Never give upon your dreams, a former NASA astronaut told schoolchildren who met him in Constantia last week.
Pupils from 18 government and private schools gathered at the Cape Academy of Maths Science and Technology last Thursday to listen to Dr Don Thomas.
They marvelled at the astronaut’s career and experiences, saying he had inspired them to boldly go into science, technology, engineering and maths (STEM) careers.
“Never give up on your dreams” were the words that Dr Thomas repeated often to the youngsters from diverse backgrounds.
This is his sixth visit to South Africa for his national Space Tour. He said what stood out most for him about South African school pupils was that each year, when he would start off his presentation with a picture of astronauts on Mars, they would recognise that the picture was a symbol of themselves in the future and not of past astronauts.
“It is amazing that each year, these students see themselves going to Mars one day; they envision that future for themselves. My only hope is that the brave astronauts who will get to go to Mars one day will not be from one country; they will not be from America only, but they will be a representation of the whole world.”
Dr Thomas spoke about coming from a poor background himself and being raised with his three brothers by a single mother who was a typist.
“Things were not easy; at times we were on government assistance. I had to get a scholarship to study in college. It was not easy.”
He said that bearing in mind the socio-economic conditions in South Africa and the barriers so many children faced, he wanted to inspire students and prove to them that anything was possible with hard work.
Dr Thomas said he hoped his journey of many failures, taking him 33 years to finally become an astronaut, would inspire the students to always reach for their dreams.
Siyabulele Nxonongo, a Grade 11 at the Centre of Science and Technology in Khayelitsha, said he was amazed to experience things he had only learnt about in theory. It wasn’t ever day that someone who grew up in Site C Khayelitsha got to meet an astronaut, he said. And he had little exposure to cutting-edge technology at his school, he added.
“It often becomes hard to believe that your dreams could become a reality, especially because there aren’t many role models in the sciences from Khayelitsha.”
Siyabulela said he had only learnt about NASA last year after reading about it in a book from his school library.
“It’s crazy that a real-life astronaut from NASA stood in front of me. It was really cool.”
His classmate, Sikholise Swaartbooi, said only the top maths and physics pupils in their grade had been chosen to attend the talk, so she was very grateful for the opportunity and she had especially enjoyed the coding and aviation activities.
“We’re not exposed to these things. The closest I’ll get to them usually is from watching the Discovery Channel.
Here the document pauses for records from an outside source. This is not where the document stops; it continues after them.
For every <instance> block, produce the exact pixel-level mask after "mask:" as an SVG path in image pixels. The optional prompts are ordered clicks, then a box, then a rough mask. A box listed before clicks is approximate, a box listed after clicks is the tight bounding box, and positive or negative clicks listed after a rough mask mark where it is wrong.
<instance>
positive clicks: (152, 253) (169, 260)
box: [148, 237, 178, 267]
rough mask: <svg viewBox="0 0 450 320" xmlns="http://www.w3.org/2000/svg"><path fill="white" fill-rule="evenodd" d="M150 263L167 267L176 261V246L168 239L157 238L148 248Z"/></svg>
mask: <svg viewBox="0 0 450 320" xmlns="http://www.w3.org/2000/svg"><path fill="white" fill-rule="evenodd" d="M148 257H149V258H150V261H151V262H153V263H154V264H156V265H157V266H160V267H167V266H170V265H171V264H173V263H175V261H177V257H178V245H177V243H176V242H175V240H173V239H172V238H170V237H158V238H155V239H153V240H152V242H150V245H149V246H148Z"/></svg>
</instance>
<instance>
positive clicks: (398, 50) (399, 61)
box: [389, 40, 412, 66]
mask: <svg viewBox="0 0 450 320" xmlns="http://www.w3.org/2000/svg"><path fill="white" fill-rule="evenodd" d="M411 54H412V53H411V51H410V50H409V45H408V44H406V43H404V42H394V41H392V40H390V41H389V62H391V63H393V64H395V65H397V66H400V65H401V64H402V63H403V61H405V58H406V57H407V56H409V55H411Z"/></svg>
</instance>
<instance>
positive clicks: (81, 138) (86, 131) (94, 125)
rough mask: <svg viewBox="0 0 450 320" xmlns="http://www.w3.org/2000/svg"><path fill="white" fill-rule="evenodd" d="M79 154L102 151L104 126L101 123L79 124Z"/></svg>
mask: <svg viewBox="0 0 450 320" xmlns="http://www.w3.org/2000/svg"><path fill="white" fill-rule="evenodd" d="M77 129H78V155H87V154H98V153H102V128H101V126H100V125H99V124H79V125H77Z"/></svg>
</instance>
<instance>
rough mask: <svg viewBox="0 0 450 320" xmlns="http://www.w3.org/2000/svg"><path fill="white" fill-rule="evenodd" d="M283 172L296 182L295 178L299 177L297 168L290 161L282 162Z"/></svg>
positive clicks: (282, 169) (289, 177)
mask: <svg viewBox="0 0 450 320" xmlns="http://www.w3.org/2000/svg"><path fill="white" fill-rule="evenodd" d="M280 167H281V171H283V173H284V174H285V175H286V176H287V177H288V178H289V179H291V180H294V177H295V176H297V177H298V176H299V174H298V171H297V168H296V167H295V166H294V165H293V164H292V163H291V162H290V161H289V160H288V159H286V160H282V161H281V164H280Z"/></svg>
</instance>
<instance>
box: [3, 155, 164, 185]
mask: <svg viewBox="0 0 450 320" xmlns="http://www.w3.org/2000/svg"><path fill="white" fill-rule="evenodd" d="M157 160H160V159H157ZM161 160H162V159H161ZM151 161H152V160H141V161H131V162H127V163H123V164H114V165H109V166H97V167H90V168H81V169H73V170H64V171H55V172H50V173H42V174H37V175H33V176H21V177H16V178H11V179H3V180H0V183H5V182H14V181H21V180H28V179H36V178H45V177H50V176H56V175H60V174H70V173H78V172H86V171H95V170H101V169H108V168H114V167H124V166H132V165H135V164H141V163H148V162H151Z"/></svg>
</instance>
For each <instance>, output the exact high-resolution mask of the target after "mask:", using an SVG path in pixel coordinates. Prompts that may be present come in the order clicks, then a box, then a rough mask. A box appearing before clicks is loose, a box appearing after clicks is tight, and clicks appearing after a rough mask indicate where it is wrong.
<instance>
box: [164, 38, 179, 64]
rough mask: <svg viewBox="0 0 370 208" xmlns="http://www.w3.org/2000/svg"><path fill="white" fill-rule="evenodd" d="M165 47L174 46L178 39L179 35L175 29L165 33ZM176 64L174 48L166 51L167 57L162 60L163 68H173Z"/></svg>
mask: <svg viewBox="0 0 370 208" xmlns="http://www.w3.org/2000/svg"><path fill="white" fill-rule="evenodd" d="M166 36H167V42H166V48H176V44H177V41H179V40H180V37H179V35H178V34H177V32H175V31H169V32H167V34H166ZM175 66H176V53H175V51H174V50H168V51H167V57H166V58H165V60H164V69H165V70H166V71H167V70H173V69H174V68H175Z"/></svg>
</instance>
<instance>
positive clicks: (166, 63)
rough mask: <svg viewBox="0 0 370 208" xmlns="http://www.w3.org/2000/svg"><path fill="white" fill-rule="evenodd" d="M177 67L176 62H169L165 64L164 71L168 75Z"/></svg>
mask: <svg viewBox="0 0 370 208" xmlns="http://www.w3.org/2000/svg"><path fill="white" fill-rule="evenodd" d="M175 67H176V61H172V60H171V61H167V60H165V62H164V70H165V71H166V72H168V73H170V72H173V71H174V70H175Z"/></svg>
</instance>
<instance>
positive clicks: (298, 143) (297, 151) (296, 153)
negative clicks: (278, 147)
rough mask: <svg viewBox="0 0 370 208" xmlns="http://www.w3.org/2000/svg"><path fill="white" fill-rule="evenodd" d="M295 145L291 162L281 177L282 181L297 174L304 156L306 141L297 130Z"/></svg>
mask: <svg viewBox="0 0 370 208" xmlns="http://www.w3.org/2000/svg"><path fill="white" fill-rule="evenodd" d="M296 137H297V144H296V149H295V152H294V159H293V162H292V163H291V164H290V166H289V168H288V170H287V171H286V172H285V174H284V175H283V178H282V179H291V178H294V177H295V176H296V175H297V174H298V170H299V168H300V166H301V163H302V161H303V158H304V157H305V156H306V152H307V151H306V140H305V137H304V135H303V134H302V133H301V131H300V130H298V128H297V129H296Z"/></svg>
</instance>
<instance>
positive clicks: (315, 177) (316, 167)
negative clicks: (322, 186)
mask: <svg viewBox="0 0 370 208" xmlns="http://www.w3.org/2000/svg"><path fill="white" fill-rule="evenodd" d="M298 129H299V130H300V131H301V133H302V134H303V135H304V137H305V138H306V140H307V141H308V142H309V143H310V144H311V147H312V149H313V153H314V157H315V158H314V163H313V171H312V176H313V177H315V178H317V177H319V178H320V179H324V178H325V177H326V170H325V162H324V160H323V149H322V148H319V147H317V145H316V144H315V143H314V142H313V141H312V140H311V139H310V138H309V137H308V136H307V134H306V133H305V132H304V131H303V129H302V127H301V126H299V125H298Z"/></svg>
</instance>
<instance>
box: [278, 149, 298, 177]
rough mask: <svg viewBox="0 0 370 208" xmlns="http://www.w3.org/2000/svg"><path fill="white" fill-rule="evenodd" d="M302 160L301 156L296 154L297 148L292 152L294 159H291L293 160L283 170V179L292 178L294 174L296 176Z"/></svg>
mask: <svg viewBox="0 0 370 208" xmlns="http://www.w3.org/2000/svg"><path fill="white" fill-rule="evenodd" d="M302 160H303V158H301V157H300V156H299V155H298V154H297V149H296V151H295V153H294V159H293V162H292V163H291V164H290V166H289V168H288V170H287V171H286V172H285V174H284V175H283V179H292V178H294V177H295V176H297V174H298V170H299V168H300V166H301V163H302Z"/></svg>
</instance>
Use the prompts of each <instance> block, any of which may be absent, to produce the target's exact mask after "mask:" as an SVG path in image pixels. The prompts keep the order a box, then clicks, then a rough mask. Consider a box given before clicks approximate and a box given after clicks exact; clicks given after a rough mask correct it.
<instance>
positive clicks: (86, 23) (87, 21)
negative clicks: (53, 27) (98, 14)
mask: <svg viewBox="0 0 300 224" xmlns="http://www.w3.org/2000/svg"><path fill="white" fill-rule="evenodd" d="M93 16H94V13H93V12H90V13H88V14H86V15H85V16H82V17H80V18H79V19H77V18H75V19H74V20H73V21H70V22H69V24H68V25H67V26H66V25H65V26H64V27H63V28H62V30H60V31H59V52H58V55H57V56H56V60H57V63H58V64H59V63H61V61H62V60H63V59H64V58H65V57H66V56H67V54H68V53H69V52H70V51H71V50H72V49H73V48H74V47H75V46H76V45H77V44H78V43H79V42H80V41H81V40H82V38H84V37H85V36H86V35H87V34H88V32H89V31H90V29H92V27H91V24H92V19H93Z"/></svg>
This was really awesome.”
Claremont High School Grade 8 Uzziel Tauber said she wanted to become a neuroscientist one day because she had noticed there weren’t many female scientists, especially women of colour, and she wanted to inspire younger women.
“I’d really like to help people to discover what more they can do with their brains. I believe that we haven’t discovered their full potential.”
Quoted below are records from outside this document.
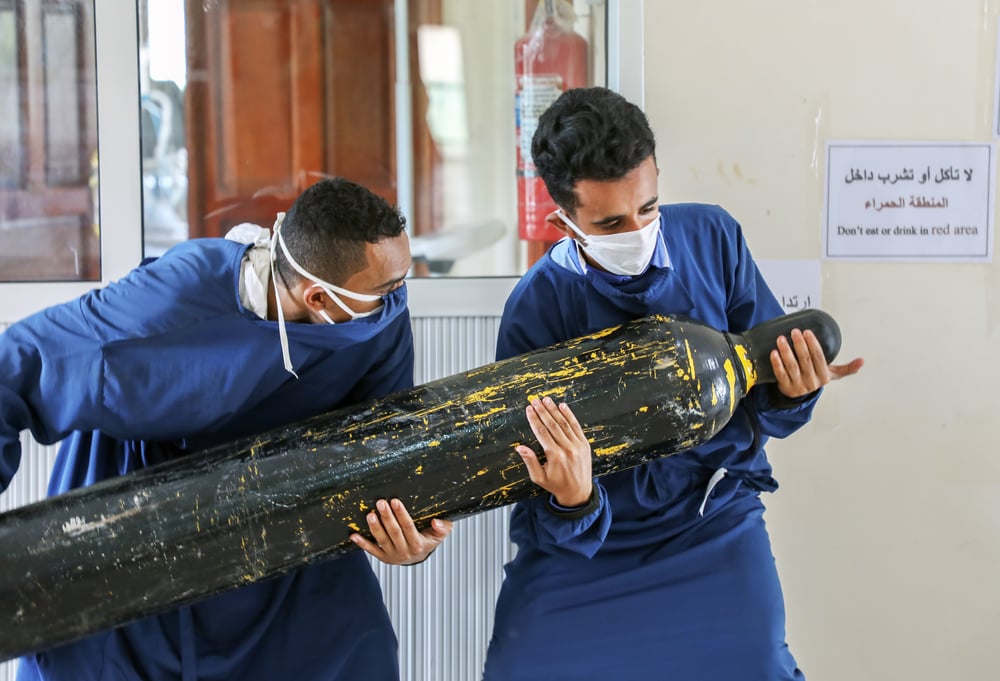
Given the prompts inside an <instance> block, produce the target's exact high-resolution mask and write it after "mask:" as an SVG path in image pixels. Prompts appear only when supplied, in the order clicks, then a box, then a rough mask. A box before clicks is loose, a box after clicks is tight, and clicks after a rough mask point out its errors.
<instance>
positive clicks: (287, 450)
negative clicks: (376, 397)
mask: <svg viewBox="0 0 1000 681" xmlns="http://www.w3.org/2000/svg"><path fill="white" fill-rule="evenodd" d="M793 328H799V329H802V330H805V329H812V330H813V331H814V332H815V333H816V334H817V336H818V337H819V339H820V341H821V344H822V345H823V348H824V352H825V354H826V356H827V359H828V361H831V360H832V359H833V358H834V357H835V356H836V354H837V352H838V351H839V349H840V331H839V328H838V327H837V324H836V322H835V321H834V320H833V318H832V317H830V316H829V315H828V314H826V313H824V312H821V311H819V310H803V311H800V312H797V313H794V314H791V315H786V316H783V317H779V318H777V319H774V320H772V321H769V322H766V323H764V324H761V325H759V326H757V327H754V328H753V329H751V330H750V331H749V332H747V333H744V334H742V335H739V334H729V333H723V332H720V331H717V330H715V329H712V328H710V327H708V326H706V325H704V324H701V323H699V322H696V321H693V320H689V319H685V318H681V317H664V316H654V317H646V318H643V319H638V320H636V321H633V322H630V323H627V324H624V325H622V326H618V327H614V328H611V329H606V330H603V331H600V332H597V333H594V334H590V335H588V336H584V337H581V338H576V339H573V340H569V341H566V342H563V343H559V344H557V345H553V346H551V347H547V348H543V349H540V350H537V351H535V352H531V353H528V354H525V355H520V356H517V357H512V358H510V359H507V360H504V361H501V362H496V363H493V364H489V365H486V366H483V367H481V368H478V369H473V370H471V371H467V372H465V373H462V374H457V375H454V376H450V377H448V378H443V379H441V380H438V381H433V382H430V383H427V384H424V385H421V386H417V387H415V388H412V389H410V390H406V391H401V392H398V393H395V394H392V395H388V396H386V397H383V398H380V399H376V400H372V401H369V402H366V403H362V404H358V405H355V406H351V407H347V408H344V409H340V410H337V411H334V412H331V413H328V414H323V415H320V416H316V417H314V418H311V419H308V420H305V421H302V422H298V423H295V424H292V425H289V426H287V427H284V428H278V429H275V430H271V431H268V432H265V433H261V434H260V435H257V436H255V437H250V438H245V439H242V440H239V441H236V442H232V443H229V444H226V445H223V446H219V447H215V448H212V449H209V450H206V451H204V452H201V453H195V454H192V455H189V456H185V457H183V458H180V459H178V460H176V461H172V462H170V463H167V464H163V465H160V466H156V467H153V468H149V469H146V470H142V471H138V472H136V473H132V474H129V475H126V476H122V477H120V478H114V479H110V480H106V481H103V482H100V483H98V484H96V485H93V486H91V487H86V488H82V489H77V490H73V491H71V492H69V493H66V494H63V495H60V496H56V497H52V498H49V499H46V500H44V501H41V502H38V503H35V504H31V505H28V506H25V507H22V508H19V509H15V510H13V511H10V512H8V513H5V514H2V515H0V556H2V558H0V604H2V605H0V609H2V615H0V660H2V659H9V658H11V657H15V656H18V655H21V654H24V653H27V652H30V651H34V650H40V649H44V648H48V647H52V646H54V645H57V644H61V643H67V642H70V641H72V640H75V639H78V638H82V637H84V636H86V635H89V634H93V633H96V632H98V631H101V630H103V629H107V628H110V627H114V626H119V625H122V624H125V623H127V622H130V621H133V620H136V619H138V618H140V617H144V616H146V615H149V614H153V613H157V612H163V611H165V610H169V609H172V608H176V607H178V606H180V605H184V604H187V603H191V602H194V601H197V600H201V599H204V598H206V597H208V596H211V595H213V594H217V593H219V592H222V591H224V590H227V589H232V588H235V587H238V586H240V585H243V584H248V583H252V582H256V581H259V580H262V579H265V578H267V577H271V576H274V575H278V574H281V573H283V572H286V571H288V570H291V569H293V568H295V567H298V566H301V565H303V564H305V563H308V562H311V561H315V560H320V559H326V558H331V557H333V556H336V555H338V554H343V553H345V552H347V551H351V550H356V547H355V545H354V544H353V543H352V542H350V541H349V539H348V537H349V535H350V534H351V532H353V531H364V532H365V533H367V525H366V523H365V515H366V513H367V512H368V511H369V510H370V509H371V508H372V507H373V505H374V504H375V501H376V500H378V499H382V498H386V499H387V498H392V497H397V498H399V499H401V500H402V501H403V502H404V503H405V505H406V507H407V509H408V510H409V511H410V513H411V515H412V516H413V517H414V519H415V520H416V521H417V524H418V526H426V524H427V523H429V521H430V519H432V518H435V517H443V518H460V517H463V516H468V515H470V514H474V513H479V512H481V511H485V510H487V509H491V508H496V507H500V506H504V505H507V504H511V503H513V502H515V501H518V500H520V499H524V498H526V497H528V496H530V495H532V494H535V493H537V492H538V491H539V488H538V487H536V486H535V485H534V484H533V483H532V482H531V481H530V480H529V478H528V475H527V471H526V469H525V467H524V464H523V462H522V461H521V459H520V457H519V456H518V455H517V454H516V452H515V450H514V446H515V445H516V444H518V443H524V444H529V445H533V446H534V447H535V449H536V451H540V448H539V447H538V445H537V442H536V441H535V438H534V435H533V434H532V432H531V429H530V428H529V426H528V422H527V418H526V416H525V413H524V410H525V407H526V406H527V403H528V400H529V398H533V397H543V396H546V395H548V396H551V397H553V398H554V399H556V400H560V401H566V402H568V403H569V404H570V405H571V406H572V408H573V411H574V413H575V414H576V416H577V418H578V420H579V421H580V423H581V424H583V427H584V430H585V432H586V434H587V437H588V439H589V440H590V441H591V445H592V449H593V454H594V472H595V475H598V476H599V475H605V474H608V473H611V472H614V471H619V470H623V469H626V468H630V467H632V466H636V465H639V464H641V463H644V462H645V461H648V460H650V459H652V458H657V457H663V456H669V455H671V454H675V453H677V452H681V451H684V450H686V449H690V448H691V447H694V446H696V445H698V444H701V443H704V442H706V441H708V440H709V439H711V438H712V436H713V435H715V434H716V433H717V432H718V431H719V430H721V429H722V427H723V426H724V425H725V424H726V423H727V422H728V421H729V419H730V417H731V416H732V414H733V412H734V411H735V409H736V406H737V404H738V403H739V401H740V400H741V399H742V398H743V397H745V396H746V394H747V392H748V391H749V390H750V389H751V388H752V387H753V386H754V385H757V384H761V383H767V382H773V381H774V376H773V374H772V372H771V368H770V362H769V360H768V353H769V352H770V350H771V349H772V348H773V347H774V342H775V339H776V337H777V336H778V335H787V334H788V333H789V332H790V330H791V329H793Z"/></svg>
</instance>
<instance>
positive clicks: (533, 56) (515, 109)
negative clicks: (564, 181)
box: [514, 0, 588, 242]
mask: <svg viewBox="0 0 1000 681" xmlns="http://www.w3.org/2000/svg"><path fill="white" fill-rule="evenodd" d="M574 19H575V16H574V13H573V5H572V3H571V2H569V1H568V0H540V2H539V3H538V7H537V9H536V10H535V15H534V18H533V19H532V21H531V25H530V26H529V28H528V31H527V33H525V34H524V35H523V36H521V37H520V38H519V39H518V41H517V43H515V45H514V75H515V78H516V80H517V92H516V96H515V99H514V102H515V104H514V106H515V120H516V127H517V208H518V211H517V212H518V235H519V236H520V238H521V239H524V240H527V241H542V242H553V241H558V240H559V239H560V238H561V237H562V236H563V234H562V232H560V231H559V230H557V229H556V228H554V227H552V226H551V225H549V224H548V223H546V222H545V217H546V216H547V215H548V214H549V213H551V212H552V211H554V210H555V209H556V205H555V203H553V201H552V198H551V197H550V196H549V193H548V191H547V190H546V189H545V183H543V182H542V178H540V177H539V176H538V174H537V172H536V171H535V166H534V163H533V162H532V160H531V136H532V135H534V133H535V129H536V128H537V127H538V117H539V116H540V115H541V114H542V112H543V111H545V109H546V108H547V107H548V106H549V104H551V103H552V102H554V101H555V100H556V98H557V97H558V96H559V95H560V94H561V93H562V92H563V91H564V90H568V89H570V88H575V87H586V86H587V85H588V78H587V41H586V40H585V39H584V38H583V36H581V35H579V34H577V33H575V32H574V31H573V21H574Z"/></svg>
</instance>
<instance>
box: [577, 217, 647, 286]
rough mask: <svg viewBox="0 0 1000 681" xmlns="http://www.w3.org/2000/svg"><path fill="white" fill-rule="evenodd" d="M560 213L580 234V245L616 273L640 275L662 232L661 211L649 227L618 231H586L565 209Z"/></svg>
mask: <svg viewBox="0 0 1000 681" xmlns="http://www.w3.org/2000/svg"><path fill="white" fill-rule="evenodd" d="M558 215H559V217H560V218H562V221H563V222H565V223H566V225H567V226H568V227H569V228H570V229H571V230H573V231H574V232H576V233H577V235H578V236H579V237H580V241H577V243H578V244H580V248H582V249H583V250H584V252H585V253H586V254H587V255H589V256H590V257H591V258H593V259H594V262H596V263H597V264H598V265H600V266H601V267H603V268H604V269H606V270H607V271H608V272H611V273H612V274H619V275H623V276H632V277H634V276H636V275H638V274H642V273H643V272H645V271H646V268H647V267H649V263H650V262H651V261H652V259H653V253H654V252H655V251H656V242H657V239H658V238H659V235H660V213H659V211H657V213H656V217H655V218H653V220H652V221H651V222H650V223H649V224H647V225H646V226H645V227H642V228H640V229H637V230H635V231H632V232H620V233H618V234H598V235H594V234H584V233H583V230H581V229H580V228H579V227H577V226H576V223H574V222H573V221H572V220H570V219H569V216H568V215H566V213H564V212H563V211H561V210H560V211H558Z"/></svg>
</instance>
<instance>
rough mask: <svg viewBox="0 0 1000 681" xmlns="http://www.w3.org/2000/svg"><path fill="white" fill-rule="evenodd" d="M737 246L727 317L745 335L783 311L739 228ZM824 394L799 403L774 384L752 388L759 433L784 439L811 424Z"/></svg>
mask: <svg viewBox="0 0 1000 681" xmlns="http://www.w3.org/2000/svg"><path fill="white" fill-rule="evenodd" d="M734 246H735V247H734V249H733V252H734V253H735V254H736V261H735V263H732V264H731V269H729V268H727V271H731V272H732V275H731V277H732V278H731V280H730V281H727V282H726V284H727V290H728V292H729V295H728V303H727V308H726V316H727V318H728V321H729V330H730V331H732V332H735V333H742V332H744V331H747V330H748V329H750V328H752V327H754V326H756V325H757V324H760V323H763V322H765V321H767V320H769V319H774V318H775V317H780V316H782V315H783V314H784V310H783V309H782V307H781V304H780V303H778V300H777V298H775V297H774V293H772V292H771V289H770V288H769V287H768V285H767V282H765V281H764V277H763V276H762V275H761V273H760V270H759V269H758V268H757V263H756V262H754V259H753V256H752V255H751V254H750V249H749V247H748V246H747V243H746V240H745V239H744V238H743V230H742V229H740V228H737V229H736V230H735V244H734ZM821 392H822V391H816V393H814V394H812V395H810V396H809V397H808V398H807V399H805V400H802V401H800V402H797V401H795V400H790V399H788V398H785V397H784V396H783V395H781V393H780V392H779V391H778V389H777V386H775V385H773V384H771V385H764V386H758V387H756V388H753V389H752V390H751V391H750V394H749V396H748V399H750V401H751V403H752V406H753V410H754V411H755V412H756V414H757V422H758V425H759V428H760V432H761V433H762V434H763V435H768V436H771V437H777V438H782V437H787V436H788V435H791V434H792V433H794V432H795V431H796V430H798V429H799V428H801V427H802V426H804V425H805V424H806V423H808V422H809V419H810V418H812V410H813V407H815V406H816V401H817V400H818V399H819V395H820V393H821Z"/></svg>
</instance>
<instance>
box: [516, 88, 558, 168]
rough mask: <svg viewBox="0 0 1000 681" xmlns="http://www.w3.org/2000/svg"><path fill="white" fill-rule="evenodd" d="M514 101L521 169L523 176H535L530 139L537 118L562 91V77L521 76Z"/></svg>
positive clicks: (553, 100) (555, 99)
mask: <svg viewBox="0 0 1000 681" xmlns="http://www.w3.org/2000/svg"><path fill="white" fill-rule="evenodd" d="M520 86H521V87H520V88H519V90H518V93H517V97H516V100H515V108H516V124H517V134H518V139H517V142H518V146H519V147H520V152H521V164H520V165H521V167H520V168H518V170H519V171H522V172H523V174H524V175H525V176H528V177H531V176H534V174H535V165H534V164H533V163H532V162H531V138H532V137H533V136H534V134H535V129H536V128H538V118H539V116H541V115H542V112H544V111H545V110H546V109H547V108H549V105H550V104H552V102H554V101H556V99H558V98H559V95H561V94H562V91H563V87H564V85H563V77H562V76H560V75H559V74H555V73H553V74H548V73H547V74H532V75H530V76H522V77H521V79H520Z"/></svg>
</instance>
Her classmate, Mihaad Harris, said she had wanted to become a psychologist but after Dr Thomas’s talk, she was ready to sign up for astronaut training.
Lathitha Jozi, a Grade 7 at Gugulethu’s Litha Primary, said the food had been the best part of the day for her.
Lathitha said she had not met any astronauts before and thought they only existed in books.
“Now I want to go to space one day, but I also want to become a doctor because I see a lot of sick people in Gugulethu; I want to heal them. But my teacher says I still have a lot of time to decide what I want to be.”
Dr Thomas referred to the pupils as the “Mars Generation” because human travel to Mars is currently such a hot topic on the space agenda. He said the bright children he had spoken to on the day excited him for the future.
After his talk, a high-altitude balloon was launched from the CAMST. South African Weather Services chief liaison officer Robin-Lee Batties told the pupils that the balloon was used for aviation purposes and collecting weather data.
Usually the balloon is launched from the airport, but in celebration of the event and Dr Thomas’s visit, it was launched from the school.
The space tour was made possible by STEM-based educational NGO Living Maths. Dr Thomas is visiting Cape Town, Johannesburg and Durban from September 11 to September 20. The tour is also celebrating the 50th anniversary of the Apollo 11 moon mission.